High on the list, for many fans, would be the song “Secret Love” from “Calamity Jane” (1953), where the intensity of her confiding, plus sheer lung power, seems to loft her away from the aw-shucks bonhomie that sustains the rest of the film, toward a more heartbreaking realm. I revere her, too, in “Young Man with a Horn,” when she sings “The Very Thought of You” to a crowd of revellers and then, when they’ve all gone, walks alone around a low-lit hall, an echoing barn of a place, and hears the moan of a trumpet from the basement. It’s Rick Martin (Kirk Douglas), practicing after hours. She goes downstairs, in the half-darkness, to find him: a duet, as it were, for a couple of solitary souls.

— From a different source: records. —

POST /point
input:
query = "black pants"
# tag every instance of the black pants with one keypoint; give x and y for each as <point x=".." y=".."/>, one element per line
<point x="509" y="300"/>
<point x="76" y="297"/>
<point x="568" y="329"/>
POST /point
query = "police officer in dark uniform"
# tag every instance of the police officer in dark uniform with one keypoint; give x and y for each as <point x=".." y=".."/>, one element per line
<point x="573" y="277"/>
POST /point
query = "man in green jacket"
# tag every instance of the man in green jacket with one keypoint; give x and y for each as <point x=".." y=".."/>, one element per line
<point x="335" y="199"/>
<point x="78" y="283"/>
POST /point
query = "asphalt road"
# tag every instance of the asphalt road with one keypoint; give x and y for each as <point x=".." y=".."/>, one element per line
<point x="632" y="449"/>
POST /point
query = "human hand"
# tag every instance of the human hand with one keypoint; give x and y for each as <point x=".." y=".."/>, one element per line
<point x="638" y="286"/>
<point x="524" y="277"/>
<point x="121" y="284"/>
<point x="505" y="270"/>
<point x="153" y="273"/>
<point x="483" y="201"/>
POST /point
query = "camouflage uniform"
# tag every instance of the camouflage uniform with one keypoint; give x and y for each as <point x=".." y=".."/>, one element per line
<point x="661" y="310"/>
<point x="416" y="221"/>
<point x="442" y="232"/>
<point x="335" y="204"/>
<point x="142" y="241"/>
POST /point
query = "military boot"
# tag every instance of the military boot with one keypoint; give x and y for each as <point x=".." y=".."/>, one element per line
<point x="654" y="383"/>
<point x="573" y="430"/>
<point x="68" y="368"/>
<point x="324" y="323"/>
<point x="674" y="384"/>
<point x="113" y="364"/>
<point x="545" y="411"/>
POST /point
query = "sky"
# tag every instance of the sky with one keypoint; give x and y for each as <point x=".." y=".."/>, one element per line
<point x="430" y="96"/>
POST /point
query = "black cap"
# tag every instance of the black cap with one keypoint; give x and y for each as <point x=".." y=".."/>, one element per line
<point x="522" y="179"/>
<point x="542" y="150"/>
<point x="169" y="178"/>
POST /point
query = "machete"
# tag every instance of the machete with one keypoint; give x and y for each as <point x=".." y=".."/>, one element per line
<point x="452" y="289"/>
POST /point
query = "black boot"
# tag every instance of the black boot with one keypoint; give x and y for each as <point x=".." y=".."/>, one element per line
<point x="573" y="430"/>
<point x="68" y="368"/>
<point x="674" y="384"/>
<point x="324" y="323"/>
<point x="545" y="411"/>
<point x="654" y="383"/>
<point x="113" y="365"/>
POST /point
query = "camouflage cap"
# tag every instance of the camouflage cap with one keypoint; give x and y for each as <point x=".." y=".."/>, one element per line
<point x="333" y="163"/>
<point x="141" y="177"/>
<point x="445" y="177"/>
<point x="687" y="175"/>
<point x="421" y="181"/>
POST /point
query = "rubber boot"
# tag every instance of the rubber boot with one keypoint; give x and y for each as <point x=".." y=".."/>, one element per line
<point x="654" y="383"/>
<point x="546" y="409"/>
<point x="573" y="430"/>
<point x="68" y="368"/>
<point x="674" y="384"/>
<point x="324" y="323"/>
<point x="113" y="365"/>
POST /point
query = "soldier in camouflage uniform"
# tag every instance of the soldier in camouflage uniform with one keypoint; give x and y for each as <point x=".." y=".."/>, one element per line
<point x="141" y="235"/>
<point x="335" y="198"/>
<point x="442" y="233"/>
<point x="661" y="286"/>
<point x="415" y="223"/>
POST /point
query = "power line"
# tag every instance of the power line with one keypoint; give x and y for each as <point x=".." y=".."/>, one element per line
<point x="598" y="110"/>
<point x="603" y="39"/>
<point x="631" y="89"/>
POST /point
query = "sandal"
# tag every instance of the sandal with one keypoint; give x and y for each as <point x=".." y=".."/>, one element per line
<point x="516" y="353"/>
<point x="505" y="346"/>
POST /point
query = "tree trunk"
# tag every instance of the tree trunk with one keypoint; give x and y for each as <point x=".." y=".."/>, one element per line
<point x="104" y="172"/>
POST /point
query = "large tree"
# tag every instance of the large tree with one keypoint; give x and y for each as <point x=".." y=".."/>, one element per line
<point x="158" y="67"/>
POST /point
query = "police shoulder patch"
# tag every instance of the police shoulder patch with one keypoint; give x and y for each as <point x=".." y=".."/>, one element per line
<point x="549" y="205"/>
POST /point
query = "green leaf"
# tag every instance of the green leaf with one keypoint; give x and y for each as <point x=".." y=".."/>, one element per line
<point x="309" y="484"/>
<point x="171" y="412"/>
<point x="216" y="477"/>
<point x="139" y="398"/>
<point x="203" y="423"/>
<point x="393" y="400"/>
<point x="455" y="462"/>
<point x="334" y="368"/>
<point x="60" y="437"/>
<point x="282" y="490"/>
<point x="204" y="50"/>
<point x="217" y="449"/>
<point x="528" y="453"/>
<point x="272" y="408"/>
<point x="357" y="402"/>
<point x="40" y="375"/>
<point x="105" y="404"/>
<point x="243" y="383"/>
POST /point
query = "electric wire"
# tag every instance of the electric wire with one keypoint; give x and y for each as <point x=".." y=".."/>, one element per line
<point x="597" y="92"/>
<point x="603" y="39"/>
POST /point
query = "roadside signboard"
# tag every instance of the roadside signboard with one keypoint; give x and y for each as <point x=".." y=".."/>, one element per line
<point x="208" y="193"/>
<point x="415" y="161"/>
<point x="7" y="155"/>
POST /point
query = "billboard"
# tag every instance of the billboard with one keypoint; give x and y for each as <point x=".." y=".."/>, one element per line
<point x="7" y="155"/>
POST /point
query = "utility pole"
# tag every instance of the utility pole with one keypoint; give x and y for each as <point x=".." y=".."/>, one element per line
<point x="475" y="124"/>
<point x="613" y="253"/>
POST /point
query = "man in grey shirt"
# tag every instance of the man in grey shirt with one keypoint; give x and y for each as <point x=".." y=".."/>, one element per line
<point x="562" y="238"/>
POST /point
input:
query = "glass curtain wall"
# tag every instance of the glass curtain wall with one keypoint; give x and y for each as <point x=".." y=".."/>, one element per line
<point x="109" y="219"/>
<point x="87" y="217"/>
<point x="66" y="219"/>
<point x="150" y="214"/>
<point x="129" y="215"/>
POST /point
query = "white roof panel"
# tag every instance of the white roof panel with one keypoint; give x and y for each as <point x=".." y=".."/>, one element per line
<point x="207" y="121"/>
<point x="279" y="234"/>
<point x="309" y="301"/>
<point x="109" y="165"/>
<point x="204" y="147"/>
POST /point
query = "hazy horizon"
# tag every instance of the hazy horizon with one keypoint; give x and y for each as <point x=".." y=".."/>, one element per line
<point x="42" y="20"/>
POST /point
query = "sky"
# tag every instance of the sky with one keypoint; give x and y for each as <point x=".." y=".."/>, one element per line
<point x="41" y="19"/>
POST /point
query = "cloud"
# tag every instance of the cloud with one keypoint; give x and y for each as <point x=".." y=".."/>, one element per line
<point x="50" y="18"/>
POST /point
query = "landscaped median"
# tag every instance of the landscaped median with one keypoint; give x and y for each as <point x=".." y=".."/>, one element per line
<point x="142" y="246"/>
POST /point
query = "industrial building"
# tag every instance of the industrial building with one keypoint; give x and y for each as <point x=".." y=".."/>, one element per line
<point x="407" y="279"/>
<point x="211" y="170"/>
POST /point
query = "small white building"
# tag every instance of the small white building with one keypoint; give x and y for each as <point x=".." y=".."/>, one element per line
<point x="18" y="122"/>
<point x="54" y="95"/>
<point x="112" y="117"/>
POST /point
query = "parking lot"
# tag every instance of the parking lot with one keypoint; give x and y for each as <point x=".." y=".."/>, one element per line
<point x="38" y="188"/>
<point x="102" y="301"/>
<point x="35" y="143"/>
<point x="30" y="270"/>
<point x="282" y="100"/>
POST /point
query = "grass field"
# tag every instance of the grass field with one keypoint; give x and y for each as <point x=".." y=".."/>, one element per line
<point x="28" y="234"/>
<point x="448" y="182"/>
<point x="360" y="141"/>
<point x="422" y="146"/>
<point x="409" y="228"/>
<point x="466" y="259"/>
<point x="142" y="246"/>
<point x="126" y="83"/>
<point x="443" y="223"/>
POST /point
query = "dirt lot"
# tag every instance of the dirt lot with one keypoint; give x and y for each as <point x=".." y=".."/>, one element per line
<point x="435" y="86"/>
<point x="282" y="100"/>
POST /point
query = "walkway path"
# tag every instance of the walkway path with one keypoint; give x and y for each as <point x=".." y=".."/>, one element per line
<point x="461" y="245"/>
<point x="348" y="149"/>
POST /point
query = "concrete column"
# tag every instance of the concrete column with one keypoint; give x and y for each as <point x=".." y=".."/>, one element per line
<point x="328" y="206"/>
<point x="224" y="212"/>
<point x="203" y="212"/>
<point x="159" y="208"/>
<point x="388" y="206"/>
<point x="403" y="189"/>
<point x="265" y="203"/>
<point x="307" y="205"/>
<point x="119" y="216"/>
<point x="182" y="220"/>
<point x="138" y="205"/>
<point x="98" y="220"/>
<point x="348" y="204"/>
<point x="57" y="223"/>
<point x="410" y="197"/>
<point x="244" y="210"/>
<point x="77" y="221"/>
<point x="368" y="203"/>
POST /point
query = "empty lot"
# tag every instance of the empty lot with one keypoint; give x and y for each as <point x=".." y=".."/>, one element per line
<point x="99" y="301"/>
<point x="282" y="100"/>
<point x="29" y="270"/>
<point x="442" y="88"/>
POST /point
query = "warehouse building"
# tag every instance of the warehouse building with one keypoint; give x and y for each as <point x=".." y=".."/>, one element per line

Notice the presence of Douglas. In the firmament of film, Day wasn’t always paired with the dwarf stars—the Bolgers and the MacRaes. On many occasions, she found herself (and proved herself) in the presence of serious luminaries. She acted with Douglas and Grant; with James Stewart, in Hitchcock’s “The Man Who Knew Too Much” (1956); and, two years later, in “Teacher’s Pet,” with an aging Clark Gable, for whom, as a bonus, she supplied a mocking impersonation of a vamp.
Her most telling co-star is James Cagney, himself a song-and-dance man of distinction. He is with her in “Love Me or Leave Me” (1955), the film she considered her best, and the one that, if you wish to pay rightful homage, you should watch tonight. I dare you not to melt at the finale, when Day, gowned in deep green, sings the title song. As she hits the first notes—clear as a bell, as ever—Cagney enters the room and stops dead. The look on his face is one of ferocious reckoning. More extraordinary, and unthinkable in most musicals, is the way in which the camera now attends not to her, as she sings, but to him, as he listens. Cagney stands at the bar, with his back to us. His entire being, we sense, is invested and engrossed in the sound that this woman pours forth. He nods and says to the guy beside him, “You gotta give her credit. The girl can sing.” And how. Doris Day, alas, is no longer with us. The voice remains.